I’m on the mend now. The fever’s gone. The wound no longer infected it’s healing nicely. Another scar for me to carry all my life. I do not mind. I’m just so glad to be breathing. That is all that matters now. I’m just so glad to be breathing.

Two weeks, they say. Two weeks I’ll rest here, and then back to the battle it is.

I think I’ll rather enjoy this two weeks of mine. After eighteen months in the front line, I feel kind of justified in getting a break. Just wish it didn’t have to hurt so much to get here.

Don’t get me wrong. I’d never shy away from doing my duty. But still, eighteen months of war will get to you. A moment of rest, of peace and quiet in the beautiful surroundings of an old hospital like this one, it begins to feel like heaven.

I don’t think I’ve ever appreciated a place and a moment quite as much as I do this one here and now. Each breath I take, it’s like being born again.

There’s flowers in a vase near the door to my room. The room I share with only two others. The colors of the flowers are amazing. That such beauty can still exist in this world of war and pain and suffering. I spend hours looking at those flowers in the vase. Absorbing all their beauty.

Seems awful now, but when the war started, I was happy.

This was my chance to get away. This was my escape.

From the moment I enlisted, he couldn’t touch me. He couldn’t hold me any longer. My life belonged to the military now.

I expected to die very fast. I was okay with that. I’d much rather be dead in the service of the kingdom, than be kept alive for your entertainment even one more day.

Little did I know I’d turn out to be so good at war.

All the hatred I felt towards you, all the anger I could never express, I channeled it all towards the enemy. It made me an efficient killer.

All the need to survive, to stay one step ahead of you and all your games, it had honed my strategic skills to perfection.
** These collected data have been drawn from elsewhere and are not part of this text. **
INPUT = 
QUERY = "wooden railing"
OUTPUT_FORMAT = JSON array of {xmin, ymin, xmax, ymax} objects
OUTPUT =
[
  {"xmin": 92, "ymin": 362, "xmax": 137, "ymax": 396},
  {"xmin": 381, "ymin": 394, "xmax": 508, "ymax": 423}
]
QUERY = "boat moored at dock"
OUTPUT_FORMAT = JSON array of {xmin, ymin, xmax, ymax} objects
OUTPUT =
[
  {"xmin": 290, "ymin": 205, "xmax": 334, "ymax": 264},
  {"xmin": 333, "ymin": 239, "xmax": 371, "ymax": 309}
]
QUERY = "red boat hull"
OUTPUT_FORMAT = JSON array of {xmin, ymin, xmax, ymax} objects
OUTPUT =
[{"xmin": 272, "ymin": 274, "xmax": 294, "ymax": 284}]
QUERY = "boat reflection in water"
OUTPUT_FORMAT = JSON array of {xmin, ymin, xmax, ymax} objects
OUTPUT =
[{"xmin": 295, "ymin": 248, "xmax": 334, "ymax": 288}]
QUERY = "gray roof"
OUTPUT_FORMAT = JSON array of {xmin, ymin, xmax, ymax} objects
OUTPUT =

How ironic I had you to thank for my success at war.

Two weeks of rest and recuperation, before I would return. Two weeks of peace and quiet. I loved it all.

The night before I was to return to active duty I held the hand of a dying man. It wasn’t the first time I had done so. Unlikely that it would be the last.
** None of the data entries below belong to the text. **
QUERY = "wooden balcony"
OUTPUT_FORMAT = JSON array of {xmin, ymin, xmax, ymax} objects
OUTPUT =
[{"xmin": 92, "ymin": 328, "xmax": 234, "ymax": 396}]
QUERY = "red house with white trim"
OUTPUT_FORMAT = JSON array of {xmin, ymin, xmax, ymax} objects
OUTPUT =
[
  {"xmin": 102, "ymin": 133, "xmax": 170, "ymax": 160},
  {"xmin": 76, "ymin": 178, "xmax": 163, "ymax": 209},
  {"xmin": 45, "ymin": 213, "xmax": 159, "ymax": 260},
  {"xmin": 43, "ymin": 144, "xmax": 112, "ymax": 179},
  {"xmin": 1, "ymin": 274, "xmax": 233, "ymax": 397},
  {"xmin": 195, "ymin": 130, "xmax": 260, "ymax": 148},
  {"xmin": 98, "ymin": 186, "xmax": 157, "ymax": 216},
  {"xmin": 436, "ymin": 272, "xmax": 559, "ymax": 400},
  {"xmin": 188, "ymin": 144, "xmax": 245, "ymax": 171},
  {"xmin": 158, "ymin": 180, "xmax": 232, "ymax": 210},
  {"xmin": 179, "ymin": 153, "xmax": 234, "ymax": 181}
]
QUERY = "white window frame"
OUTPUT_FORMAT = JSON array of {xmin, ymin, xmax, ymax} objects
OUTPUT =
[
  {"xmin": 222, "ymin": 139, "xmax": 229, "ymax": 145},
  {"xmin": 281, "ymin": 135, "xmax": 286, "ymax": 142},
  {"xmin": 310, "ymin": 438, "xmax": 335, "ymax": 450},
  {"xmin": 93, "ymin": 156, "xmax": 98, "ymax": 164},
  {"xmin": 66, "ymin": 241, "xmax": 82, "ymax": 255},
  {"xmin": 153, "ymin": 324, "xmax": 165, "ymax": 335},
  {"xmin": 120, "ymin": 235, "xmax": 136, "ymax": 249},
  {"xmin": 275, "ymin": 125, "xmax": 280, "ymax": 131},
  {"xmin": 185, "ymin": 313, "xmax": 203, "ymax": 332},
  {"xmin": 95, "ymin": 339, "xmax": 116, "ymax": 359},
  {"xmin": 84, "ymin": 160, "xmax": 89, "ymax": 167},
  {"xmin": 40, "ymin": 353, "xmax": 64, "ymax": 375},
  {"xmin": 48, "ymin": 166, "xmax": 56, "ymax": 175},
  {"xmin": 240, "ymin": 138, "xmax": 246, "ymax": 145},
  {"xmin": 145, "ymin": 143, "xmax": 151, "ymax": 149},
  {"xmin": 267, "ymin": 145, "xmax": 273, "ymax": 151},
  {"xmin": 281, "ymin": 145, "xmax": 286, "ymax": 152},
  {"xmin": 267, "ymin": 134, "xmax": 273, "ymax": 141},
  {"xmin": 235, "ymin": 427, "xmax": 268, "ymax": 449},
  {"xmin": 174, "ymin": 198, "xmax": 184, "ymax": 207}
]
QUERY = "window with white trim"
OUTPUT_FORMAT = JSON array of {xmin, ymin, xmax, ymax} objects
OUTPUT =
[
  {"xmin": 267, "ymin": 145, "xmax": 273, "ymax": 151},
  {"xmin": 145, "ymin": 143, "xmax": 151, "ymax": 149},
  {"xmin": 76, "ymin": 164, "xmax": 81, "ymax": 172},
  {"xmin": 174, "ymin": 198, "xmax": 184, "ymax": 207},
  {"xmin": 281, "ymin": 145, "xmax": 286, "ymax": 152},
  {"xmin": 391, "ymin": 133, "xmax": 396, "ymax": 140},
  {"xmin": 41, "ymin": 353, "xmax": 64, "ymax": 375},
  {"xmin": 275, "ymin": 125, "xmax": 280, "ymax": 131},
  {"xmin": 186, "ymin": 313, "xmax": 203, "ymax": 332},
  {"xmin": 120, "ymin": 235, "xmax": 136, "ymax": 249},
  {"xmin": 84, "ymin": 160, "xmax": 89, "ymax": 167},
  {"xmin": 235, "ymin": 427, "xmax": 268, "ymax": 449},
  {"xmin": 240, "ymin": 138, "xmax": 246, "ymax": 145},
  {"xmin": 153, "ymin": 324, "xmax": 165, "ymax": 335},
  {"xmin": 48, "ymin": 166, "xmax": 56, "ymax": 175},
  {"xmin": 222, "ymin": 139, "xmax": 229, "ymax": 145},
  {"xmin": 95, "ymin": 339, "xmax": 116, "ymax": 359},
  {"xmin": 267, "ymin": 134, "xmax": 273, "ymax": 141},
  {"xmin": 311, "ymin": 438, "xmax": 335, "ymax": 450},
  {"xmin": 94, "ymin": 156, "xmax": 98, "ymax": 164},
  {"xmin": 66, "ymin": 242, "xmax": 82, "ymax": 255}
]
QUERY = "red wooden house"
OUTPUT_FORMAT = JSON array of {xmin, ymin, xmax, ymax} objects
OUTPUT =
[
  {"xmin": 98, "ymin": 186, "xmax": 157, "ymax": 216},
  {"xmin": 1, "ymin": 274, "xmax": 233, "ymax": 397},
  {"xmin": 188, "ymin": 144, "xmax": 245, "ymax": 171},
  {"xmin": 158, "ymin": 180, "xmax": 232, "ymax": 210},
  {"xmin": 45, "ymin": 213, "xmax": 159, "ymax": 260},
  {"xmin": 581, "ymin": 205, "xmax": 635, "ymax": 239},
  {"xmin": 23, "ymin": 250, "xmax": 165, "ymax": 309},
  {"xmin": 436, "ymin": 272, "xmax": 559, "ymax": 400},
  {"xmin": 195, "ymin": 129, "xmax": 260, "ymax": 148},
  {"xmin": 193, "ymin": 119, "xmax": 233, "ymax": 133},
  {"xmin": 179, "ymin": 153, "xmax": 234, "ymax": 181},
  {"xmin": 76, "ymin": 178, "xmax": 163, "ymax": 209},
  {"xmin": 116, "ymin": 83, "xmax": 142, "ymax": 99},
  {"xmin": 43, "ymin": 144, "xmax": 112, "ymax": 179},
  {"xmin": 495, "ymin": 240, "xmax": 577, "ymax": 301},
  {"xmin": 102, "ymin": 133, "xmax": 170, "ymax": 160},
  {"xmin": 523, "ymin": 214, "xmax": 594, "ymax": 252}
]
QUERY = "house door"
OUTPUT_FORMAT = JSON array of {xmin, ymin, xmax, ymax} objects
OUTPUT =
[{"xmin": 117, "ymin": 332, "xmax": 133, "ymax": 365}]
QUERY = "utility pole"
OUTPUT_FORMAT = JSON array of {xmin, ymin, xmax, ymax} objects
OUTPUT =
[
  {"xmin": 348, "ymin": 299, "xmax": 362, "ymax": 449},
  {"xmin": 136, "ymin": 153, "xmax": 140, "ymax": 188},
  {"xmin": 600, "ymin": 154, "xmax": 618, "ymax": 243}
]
In the morning I returned to my room. What few belongings I had would have to be packed.

I stopped by the vase of flowers. I breathed in their scent. Inhaled their beauty.

Standing there I overheard a conversation. They were talking about the new captain of my company. A city-dweller. A rich man who had bought himself a commission. Paid for his rank with money instead of brave action.
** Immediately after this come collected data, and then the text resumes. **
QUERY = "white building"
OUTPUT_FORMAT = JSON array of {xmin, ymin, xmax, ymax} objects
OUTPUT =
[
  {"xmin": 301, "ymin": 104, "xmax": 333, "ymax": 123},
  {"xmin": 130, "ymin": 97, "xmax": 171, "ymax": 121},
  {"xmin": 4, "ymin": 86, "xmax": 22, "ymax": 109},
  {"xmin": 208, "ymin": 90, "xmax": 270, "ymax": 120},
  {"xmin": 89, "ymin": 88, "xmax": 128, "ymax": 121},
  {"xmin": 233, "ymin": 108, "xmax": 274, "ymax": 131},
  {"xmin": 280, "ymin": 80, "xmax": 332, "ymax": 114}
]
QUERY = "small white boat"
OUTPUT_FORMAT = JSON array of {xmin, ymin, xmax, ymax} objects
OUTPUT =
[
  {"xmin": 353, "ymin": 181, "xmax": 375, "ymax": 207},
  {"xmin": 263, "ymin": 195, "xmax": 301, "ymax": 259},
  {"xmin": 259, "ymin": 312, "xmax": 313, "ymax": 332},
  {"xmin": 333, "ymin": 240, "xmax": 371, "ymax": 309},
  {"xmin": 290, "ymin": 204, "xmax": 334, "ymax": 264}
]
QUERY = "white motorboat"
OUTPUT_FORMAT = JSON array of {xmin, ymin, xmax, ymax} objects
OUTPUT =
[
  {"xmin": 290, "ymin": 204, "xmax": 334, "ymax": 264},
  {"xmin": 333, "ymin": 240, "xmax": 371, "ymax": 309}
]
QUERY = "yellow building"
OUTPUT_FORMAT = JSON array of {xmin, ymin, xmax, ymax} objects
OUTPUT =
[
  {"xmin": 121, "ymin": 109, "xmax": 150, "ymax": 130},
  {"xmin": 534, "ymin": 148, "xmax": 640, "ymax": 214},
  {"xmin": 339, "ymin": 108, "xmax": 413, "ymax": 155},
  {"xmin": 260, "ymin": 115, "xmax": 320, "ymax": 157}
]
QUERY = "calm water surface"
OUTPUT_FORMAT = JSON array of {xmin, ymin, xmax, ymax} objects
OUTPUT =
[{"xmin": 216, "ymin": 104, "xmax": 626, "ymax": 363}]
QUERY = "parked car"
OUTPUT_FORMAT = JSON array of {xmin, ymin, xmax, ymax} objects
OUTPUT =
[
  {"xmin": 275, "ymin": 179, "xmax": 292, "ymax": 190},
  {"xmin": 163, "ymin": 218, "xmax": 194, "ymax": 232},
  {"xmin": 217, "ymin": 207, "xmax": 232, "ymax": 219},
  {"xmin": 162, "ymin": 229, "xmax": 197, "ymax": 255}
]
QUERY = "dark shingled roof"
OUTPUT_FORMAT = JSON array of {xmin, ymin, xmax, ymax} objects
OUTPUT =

I didn’t pay much attention. This sort of thing happened all the time. Bigshots wanted to play at war, until they saw its reality, and swiftly bought their way out again. Just too bad this one had to come to my company to get his taste of action. Wish he’d gone someplace else.

But then they said his name.

Your name.

And everything stopped.

The flowers filled my field of vision. An echo in my ears, your name.

A thought.

This is war… where people get killed all the time.